As I mentioned in my previous post, Basic Primitives is a powerful tool for making Org Charts for your website. I thought it would be useful to document a little bit how to use the Basic Primitives Org Chart tool, because the examples weren’t quite the tutorial I was hoping to find.

So, starting with a simple example of something I needed for my project, I wanted to change the chart’s orientation from top to bottom to left to right. I started by searching the reference guide for orientation. I found it was a part of the primitives.orgdiagram.Config class.

So far, not much on how to use it though. Clicking on orientation type takes you to a more detailed explanation:

Disappointingly, that’s a pretty terse explanation. Ideally, it would explain all the different choices, where to set this property, and have a code snippet to show you the synax. Some defaults in this document are linked to their choices. This one is not.

Searching the page for OrientationType does yield promising results for what the possible values are at least:

The best looking match is:

There’s also a close sounding match “primitives.text.TextOrientationType” however, the descriptions reveal that option is for changing the orientation of the text, not the chart.

So, now, how to use the information we’ve found from the reference guide?

If you go to the “How to Use” section, there’s a list of examples. You could really start with any of them, but I’ll pick the “First organizational chart”. On the plus sides, these examples are all editable, so you can experiment.

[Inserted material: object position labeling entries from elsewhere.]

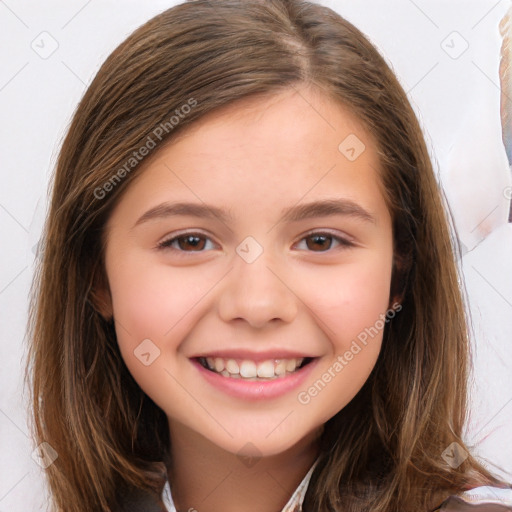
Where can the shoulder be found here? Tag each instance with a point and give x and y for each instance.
(479, 499)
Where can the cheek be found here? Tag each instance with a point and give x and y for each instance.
(350, 298)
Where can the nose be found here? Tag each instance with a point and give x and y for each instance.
(258, 292)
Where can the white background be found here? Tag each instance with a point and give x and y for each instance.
(456, 99)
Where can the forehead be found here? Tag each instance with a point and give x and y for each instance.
(270, 152)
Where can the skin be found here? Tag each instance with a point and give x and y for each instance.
(254, 158)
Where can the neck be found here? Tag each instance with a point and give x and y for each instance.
(206, 478)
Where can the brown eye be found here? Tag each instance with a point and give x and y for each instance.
(323, 242)
(189, 242)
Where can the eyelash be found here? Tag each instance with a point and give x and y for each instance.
(166, 244)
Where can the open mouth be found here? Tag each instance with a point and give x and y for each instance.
(252, 371)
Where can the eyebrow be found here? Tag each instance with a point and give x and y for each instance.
(323, 208)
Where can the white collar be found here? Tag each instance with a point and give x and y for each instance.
(294, 504)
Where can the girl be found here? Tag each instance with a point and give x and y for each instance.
(248, 298)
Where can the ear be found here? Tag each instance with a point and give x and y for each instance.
(99, 295)
(402, 264)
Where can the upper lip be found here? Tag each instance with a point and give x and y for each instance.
(254, 356)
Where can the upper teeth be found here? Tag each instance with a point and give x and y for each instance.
(250, 369)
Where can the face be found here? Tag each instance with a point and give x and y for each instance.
(280, 251)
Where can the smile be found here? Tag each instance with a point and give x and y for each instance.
(250, 370)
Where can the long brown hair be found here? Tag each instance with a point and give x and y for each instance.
(383, 451)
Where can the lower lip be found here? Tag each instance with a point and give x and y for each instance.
(256, 390)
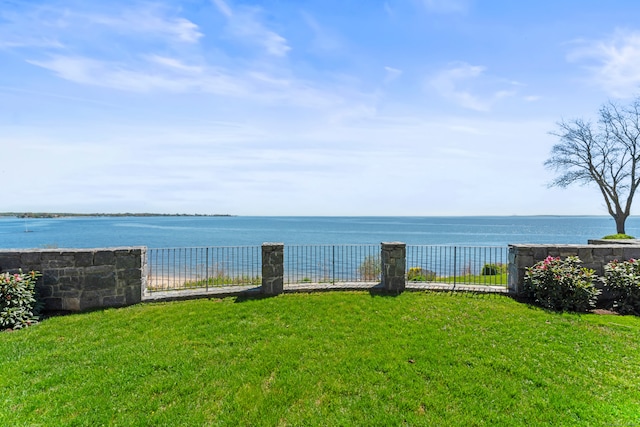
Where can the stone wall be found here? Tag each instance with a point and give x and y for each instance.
(394, 262)
(593, 256)
(272, 268)
(82, 279)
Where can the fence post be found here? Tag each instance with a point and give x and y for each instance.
(272, 268)
(394, 264)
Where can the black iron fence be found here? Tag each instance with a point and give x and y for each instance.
(208, 267)
(184, 268)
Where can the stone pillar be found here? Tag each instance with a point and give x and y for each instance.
(394, 262)
(272, 268)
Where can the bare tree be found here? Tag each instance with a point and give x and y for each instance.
(606, 153)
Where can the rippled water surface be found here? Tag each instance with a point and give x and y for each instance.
(180, 231)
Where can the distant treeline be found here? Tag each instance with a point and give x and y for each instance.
(60, 215)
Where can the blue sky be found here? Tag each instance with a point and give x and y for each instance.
(308, 107)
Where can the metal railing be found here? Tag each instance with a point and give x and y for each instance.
(331, 263)
(470, 265)
(208, 267)
(214, 267)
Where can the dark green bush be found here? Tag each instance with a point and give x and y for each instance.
(623, 280)
(561, 285)
(493, 269)
(18, 300)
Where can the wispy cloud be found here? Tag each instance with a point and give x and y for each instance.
(446, 6)
(245, 25)
(614, 63)
(392, 74)
(457, 83)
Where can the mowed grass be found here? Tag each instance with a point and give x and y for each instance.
(341, 358)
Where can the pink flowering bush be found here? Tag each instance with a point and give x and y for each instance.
(561, 285)
(623, 280)
(17, 299)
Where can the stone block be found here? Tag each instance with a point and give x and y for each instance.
(114, 301)
(127, 260)
(84, 259)
(71, 304)
(53, 303)
(10, 261)
(104, 258)
(94, 282)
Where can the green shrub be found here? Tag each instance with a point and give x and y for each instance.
(370, 268)
(493, 269)
(18, 300)
(561, 285)
(623, 279)
(419, 274)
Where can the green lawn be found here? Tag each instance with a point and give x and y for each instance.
(337, 358)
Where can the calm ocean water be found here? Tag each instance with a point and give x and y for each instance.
(168, 232)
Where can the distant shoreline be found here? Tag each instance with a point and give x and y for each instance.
(127, 214)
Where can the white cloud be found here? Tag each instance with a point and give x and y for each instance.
(458, 82)
(614, 63)
(392, 74)
(447, 84)
(244, 24)
(446, 6)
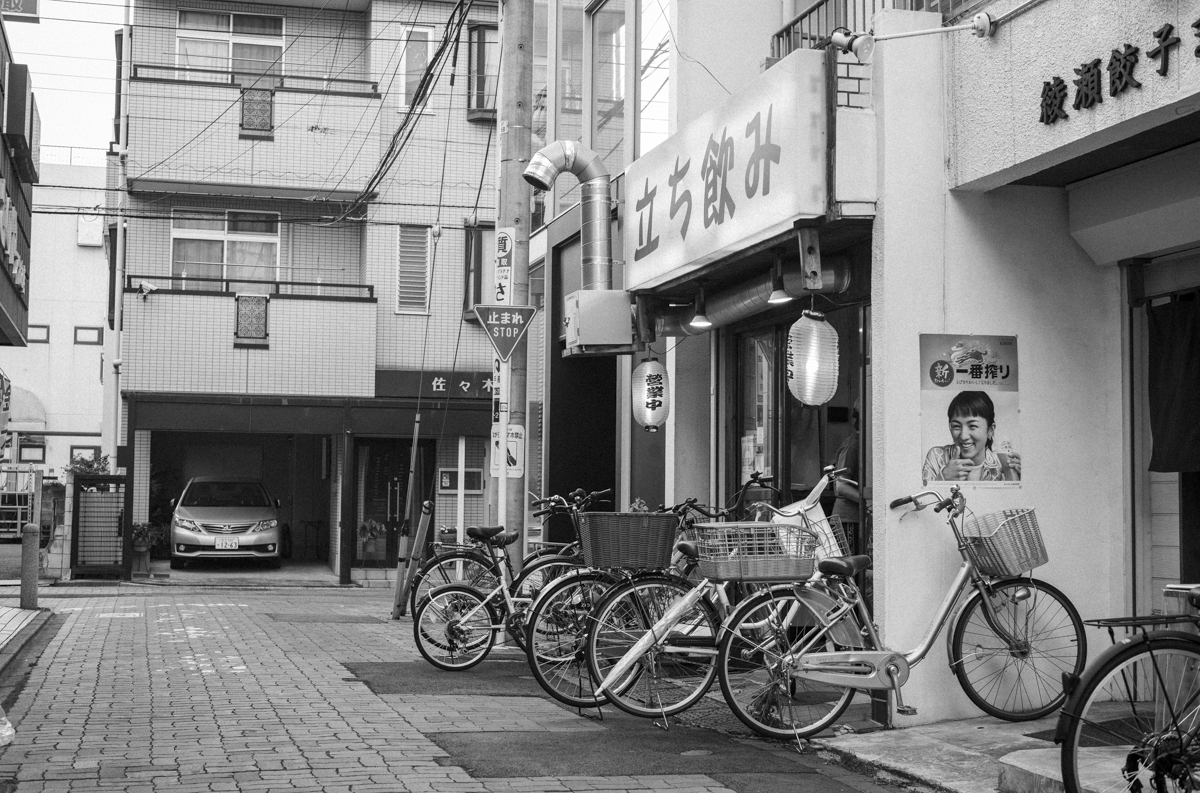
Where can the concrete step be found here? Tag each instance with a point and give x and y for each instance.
(1032, 770)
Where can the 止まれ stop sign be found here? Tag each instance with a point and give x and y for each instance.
(505, 325)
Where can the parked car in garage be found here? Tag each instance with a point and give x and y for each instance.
(221, 517)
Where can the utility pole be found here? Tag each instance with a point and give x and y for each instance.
(515, 118)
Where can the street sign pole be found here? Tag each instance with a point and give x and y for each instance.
(514, 122)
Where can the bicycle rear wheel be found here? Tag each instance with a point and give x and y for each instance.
(1133, 722)
(453, 628)
(1024, 682)
(756, 679)
(676, 671)
(557, 636)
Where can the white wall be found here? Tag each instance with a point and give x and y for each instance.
(999, 263)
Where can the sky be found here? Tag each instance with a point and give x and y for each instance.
(72, 62)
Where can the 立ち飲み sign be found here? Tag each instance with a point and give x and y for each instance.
(738, 174)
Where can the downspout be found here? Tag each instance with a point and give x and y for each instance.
(595, 203)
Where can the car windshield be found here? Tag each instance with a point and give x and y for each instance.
(226, 494)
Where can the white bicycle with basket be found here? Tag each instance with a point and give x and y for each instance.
(792, 658)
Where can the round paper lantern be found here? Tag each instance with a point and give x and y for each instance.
(651, 395)
(813, 359)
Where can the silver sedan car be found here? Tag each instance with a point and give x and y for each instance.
(225, 518)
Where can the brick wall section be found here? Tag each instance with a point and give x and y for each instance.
(180, 342)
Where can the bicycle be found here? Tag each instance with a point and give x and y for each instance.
(1132, 720)
(469, 564)
(792, 658)
(655, 643)
(558, 623)
(455, 625)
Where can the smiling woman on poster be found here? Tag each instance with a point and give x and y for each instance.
(971, 456)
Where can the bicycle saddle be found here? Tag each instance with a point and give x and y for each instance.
(483, 532)
(844, 566)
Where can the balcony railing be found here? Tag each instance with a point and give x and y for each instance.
(298, 83)
(135, 283)
(821, 18)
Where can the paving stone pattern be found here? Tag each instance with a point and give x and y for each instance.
(197, 691)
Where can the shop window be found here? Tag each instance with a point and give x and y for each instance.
(480, 269)
(414, 60)
(473, 480)
(246, 49)
(228, 251)
(413, 270)
(89, 335)
(483, 73)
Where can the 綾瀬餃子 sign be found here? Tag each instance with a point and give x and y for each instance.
(736, 175)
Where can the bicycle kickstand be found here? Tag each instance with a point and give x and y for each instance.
(901, 708)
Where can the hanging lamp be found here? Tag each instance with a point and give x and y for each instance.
(813, 359)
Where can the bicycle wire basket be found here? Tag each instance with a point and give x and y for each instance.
(755, 551)
(1005, 544)
(634, 540)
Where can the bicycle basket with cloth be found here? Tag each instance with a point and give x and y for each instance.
(1005, 544)
(634, 540)
(755, 551)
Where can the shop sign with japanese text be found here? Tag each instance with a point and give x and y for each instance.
(736, 175)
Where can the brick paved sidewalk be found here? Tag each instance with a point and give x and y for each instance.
(189, 691)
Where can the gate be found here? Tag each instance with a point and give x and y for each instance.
(97, 526)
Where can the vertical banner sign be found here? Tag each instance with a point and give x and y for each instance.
(970, 415)
(504, 240)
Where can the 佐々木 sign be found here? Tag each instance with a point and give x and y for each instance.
(738, 174)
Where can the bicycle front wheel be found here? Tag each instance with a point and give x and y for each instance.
(675, 671)
(557, 636)
(468, 568)
(1023, 680)
(453, 628)
(1133, 722)
(759, 683)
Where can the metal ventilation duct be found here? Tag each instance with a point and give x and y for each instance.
(594, 202)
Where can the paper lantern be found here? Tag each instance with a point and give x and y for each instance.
(651, 395)
(813, 359)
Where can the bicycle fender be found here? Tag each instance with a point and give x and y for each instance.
(845, 631)
(1069, 713)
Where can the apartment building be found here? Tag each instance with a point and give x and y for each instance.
(306, 211)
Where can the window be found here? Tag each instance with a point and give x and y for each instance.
(89, 335)
(241, 48)
(413, 270)
(84, 452)
(215, 250)
(484, 72)
(480, 266)
(414, 58)
(448, 480)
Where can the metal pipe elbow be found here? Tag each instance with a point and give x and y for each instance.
(563, 155)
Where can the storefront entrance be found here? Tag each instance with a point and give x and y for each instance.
(384, 518)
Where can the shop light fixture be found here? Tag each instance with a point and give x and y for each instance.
(778, 294)
(862, 46)
(699, 319)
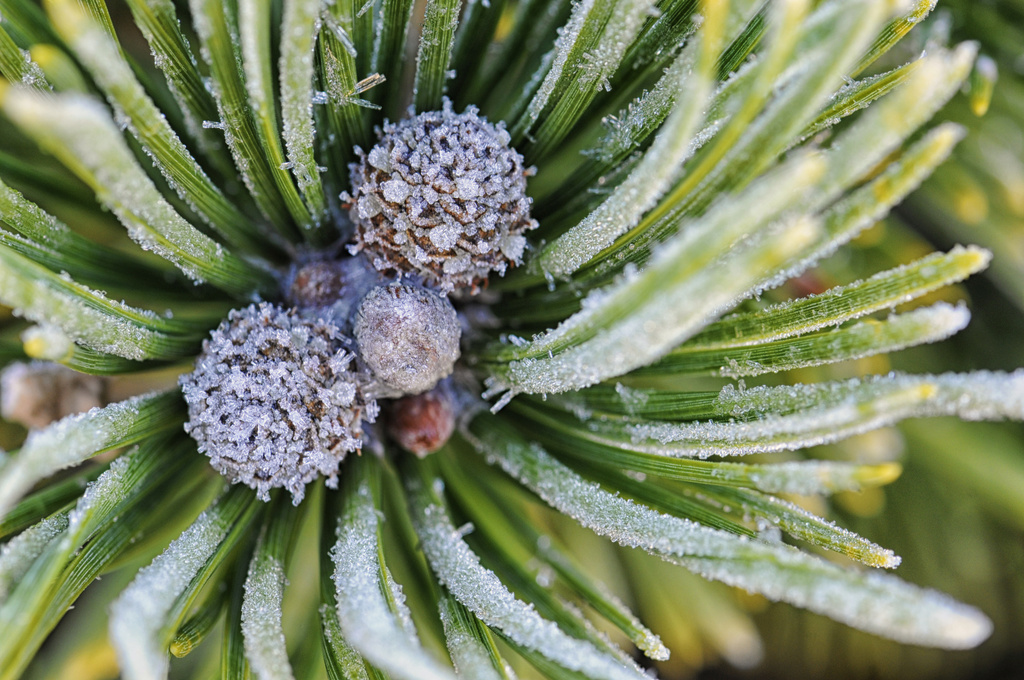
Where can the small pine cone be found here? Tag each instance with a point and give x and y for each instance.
(408, 336)
(422, 423)
(274, 399)
(441, 197)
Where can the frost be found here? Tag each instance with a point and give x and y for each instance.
(709, 269)
(470, 657)
(261, 620)
(771, 419)
(68, 442)
(646, 183)
(481, 592)
(368, 624)
(139, 613)
(870, 601)
(80, 129)
(274, 399)
(299, 30)
(18, 554)
(558, 59)
(442, 197)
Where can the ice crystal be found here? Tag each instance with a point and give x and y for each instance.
(274, 399)
(442, 197)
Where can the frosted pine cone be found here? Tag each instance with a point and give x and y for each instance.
(442, 196)
(274, 399)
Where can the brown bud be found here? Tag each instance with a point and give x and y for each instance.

On the down side, if you make a syntax mistake, the whole chart disappears and it doesn’t tell you where your mistake is.

So the important parts here are where the global options variable is initialized, and where they use it.

Initialization:

var options = new primitives.orgdiagram.Config();

this is given in the example. You’ll notice the variable options is of the type primitives.orgdiagram.Config, like we saw in the reference guide above. So this variable is the one you need to use to change any *global* configuration item that is in that same section of the reference guide.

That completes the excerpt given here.